All of that, however, pales in comparison to my inability to believe that the Obama administration would risk their own credibility to cover up murder that happened on Bush’s watch. That strikes me as extremely implausible and no credible narrative for their motives has even been attempted. (Did the Kenya branch of the Illuminati—the one that forged the President’s birth certificate—pressure Obama into going along with the conspiracy?)

Insofar as I know, Mr. Carter, President Obama and I agree that torture is illegal, that water boarding is torture, and that the Bush Administration water boarded detainees. And of course there are also documented deaths of detainees under the last administration, apart from these three characters at Gitmo. What is President Obama’s motive for failing to investigate these crimes (“covering up” implies more than is necessary)? Perhaps the fact that it’s a battle he hasn’t any desire to wage, because he’d rather spend his political capital on other matters, and he knows that the American people as a whole would rather pretend that prisoner abuse under the Bush Administration never happened.
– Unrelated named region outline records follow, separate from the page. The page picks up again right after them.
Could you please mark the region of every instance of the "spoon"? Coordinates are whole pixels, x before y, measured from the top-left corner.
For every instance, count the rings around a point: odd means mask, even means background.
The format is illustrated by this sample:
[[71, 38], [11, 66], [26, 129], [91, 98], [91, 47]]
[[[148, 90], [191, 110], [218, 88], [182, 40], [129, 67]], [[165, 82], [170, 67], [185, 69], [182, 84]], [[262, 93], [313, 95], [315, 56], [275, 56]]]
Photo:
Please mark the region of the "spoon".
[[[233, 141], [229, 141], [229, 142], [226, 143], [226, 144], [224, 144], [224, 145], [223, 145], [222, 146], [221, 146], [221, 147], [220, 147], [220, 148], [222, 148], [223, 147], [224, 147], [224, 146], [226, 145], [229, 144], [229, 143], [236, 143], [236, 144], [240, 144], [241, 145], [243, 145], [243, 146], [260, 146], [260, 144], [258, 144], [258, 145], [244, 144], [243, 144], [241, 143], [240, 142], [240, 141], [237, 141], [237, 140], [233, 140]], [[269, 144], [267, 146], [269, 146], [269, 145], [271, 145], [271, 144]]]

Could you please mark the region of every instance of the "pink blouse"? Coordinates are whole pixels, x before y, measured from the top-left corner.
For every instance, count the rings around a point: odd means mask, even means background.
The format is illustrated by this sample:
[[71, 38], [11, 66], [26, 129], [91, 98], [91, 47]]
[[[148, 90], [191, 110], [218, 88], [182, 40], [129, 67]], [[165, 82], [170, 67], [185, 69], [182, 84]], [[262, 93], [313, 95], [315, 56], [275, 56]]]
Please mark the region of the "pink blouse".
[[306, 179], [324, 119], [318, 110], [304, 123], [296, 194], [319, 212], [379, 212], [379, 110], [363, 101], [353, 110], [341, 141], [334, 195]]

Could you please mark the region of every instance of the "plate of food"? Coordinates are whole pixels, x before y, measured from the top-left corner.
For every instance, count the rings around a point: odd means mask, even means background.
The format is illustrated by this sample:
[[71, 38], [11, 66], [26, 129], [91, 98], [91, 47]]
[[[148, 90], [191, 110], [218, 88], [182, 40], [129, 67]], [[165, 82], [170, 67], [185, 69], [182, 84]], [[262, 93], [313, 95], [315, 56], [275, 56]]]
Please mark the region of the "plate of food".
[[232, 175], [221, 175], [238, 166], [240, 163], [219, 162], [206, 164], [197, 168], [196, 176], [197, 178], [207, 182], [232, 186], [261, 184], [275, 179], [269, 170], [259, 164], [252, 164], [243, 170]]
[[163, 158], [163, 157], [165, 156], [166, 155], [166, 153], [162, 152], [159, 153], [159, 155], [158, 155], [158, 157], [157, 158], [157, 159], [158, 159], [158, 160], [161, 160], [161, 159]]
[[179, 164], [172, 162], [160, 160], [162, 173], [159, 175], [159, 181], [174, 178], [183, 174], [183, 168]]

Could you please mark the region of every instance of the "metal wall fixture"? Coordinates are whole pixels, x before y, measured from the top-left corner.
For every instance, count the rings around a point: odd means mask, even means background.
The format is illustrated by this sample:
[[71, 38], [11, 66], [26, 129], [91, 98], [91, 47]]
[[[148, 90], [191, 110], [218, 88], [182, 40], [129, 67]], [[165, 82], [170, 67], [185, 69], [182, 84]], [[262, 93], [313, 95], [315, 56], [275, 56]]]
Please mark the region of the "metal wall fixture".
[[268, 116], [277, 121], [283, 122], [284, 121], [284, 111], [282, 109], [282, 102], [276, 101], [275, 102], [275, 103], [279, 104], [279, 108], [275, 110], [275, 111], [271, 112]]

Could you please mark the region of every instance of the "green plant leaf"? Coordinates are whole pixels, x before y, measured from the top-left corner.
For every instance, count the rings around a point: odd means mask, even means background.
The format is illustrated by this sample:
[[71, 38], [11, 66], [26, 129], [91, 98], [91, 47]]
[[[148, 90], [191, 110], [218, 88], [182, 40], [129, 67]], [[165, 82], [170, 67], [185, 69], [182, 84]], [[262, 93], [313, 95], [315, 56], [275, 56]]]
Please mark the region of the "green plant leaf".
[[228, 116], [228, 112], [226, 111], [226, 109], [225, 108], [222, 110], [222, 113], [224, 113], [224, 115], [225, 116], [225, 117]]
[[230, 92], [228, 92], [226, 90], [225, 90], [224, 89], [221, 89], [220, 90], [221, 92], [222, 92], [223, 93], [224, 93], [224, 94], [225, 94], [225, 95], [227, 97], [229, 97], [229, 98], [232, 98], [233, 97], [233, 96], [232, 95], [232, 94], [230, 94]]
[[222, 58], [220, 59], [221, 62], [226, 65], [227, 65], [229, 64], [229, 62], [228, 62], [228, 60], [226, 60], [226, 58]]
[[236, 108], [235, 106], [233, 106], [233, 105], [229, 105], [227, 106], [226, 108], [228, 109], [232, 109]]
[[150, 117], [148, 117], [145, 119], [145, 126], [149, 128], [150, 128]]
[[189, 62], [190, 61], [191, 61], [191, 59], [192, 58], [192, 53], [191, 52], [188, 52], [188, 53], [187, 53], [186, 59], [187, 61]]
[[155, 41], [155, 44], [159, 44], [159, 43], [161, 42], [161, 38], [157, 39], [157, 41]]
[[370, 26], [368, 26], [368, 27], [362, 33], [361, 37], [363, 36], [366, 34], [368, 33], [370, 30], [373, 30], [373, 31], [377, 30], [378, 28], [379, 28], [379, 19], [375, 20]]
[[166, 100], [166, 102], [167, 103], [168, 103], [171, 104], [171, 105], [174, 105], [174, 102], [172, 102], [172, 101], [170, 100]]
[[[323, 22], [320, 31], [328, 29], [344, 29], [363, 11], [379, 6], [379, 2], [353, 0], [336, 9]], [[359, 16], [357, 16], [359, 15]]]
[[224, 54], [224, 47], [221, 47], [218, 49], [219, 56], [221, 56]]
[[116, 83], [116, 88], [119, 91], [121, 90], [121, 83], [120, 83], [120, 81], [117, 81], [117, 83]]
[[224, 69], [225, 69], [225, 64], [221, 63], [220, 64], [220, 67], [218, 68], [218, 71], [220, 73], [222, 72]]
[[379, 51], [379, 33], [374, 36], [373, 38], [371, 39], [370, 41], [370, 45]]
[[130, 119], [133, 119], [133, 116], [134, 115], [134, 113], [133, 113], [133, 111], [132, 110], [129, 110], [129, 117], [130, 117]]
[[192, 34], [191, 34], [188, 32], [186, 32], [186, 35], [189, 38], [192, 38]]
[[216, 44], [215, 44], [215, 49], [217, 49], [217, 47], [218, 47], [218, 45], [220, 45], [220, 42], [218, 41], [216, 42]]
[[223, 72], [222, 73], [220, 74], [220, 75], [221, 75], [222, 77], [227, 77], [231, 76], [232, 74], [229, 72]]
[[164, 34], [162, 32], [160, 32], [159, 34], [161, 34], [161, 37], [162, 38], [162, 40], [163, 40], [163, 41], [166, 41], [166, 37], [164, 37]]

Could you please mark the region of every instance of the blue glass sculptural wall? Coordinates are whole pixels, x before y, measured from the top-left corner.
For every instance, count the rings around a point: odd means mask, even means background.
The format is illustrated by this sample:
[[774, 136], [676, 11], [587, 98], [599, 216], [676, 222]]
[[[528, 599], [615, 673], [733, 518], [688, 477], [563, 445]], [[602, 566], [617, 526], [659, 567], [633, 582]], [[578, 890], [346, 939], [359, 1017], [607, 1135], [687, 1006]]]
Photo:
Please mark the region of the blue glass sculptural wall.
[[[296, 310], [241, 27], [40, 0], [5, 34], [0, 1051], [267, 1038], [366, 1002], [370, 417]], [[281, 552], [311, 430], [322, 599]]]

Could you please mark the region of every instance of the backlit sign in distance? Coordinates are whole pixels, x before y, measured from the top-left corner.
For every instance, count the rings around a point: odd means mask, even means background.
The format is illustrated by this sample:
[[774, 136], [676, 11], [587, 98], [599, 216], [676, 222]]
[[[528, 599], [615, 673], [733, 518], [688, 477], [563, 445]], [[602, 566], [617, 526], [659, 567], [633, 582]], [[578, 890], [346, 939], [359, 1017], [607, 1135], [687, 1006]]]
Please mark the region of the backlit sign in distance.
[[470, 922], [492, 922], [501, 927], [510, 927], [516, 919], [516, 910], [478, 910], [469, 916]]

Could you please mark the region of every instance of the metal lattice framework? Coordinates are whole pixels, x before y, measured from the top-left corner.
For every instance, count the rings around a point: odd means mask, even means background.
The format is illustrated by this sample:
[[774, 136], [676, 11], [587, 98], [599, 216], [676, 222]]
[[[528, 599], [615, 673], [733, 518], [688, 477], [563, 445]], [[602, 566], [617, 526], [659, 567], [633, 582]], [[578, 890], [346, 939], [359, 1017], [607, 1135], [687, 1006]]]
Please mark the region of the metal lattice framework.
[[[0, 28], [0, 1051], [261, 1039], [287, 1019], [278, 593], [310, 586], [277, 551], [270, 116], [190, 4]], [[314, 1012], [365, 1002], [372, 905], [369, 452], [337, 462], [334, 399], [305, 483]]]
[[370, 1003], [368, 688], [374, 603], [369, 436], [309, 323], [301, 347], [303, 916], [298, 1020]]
It’s perfectly reasonable for Mr. Carter to argue that we’ve insufficient evidence to prove the Gitmo three were murdered. My own view is that there is circumstantial evidence for that claim, though so far there isn’t evidence beyond a reasonable doubt. I’d merely like to persuade Mr. Carter and other skeptics that there is enough fishiness going on here to warrant further investigation, and good reason to believe that whatever happened that night, the official narrative isn’t it. Unless perhaps someone has plausible explanations for the bulleted items above?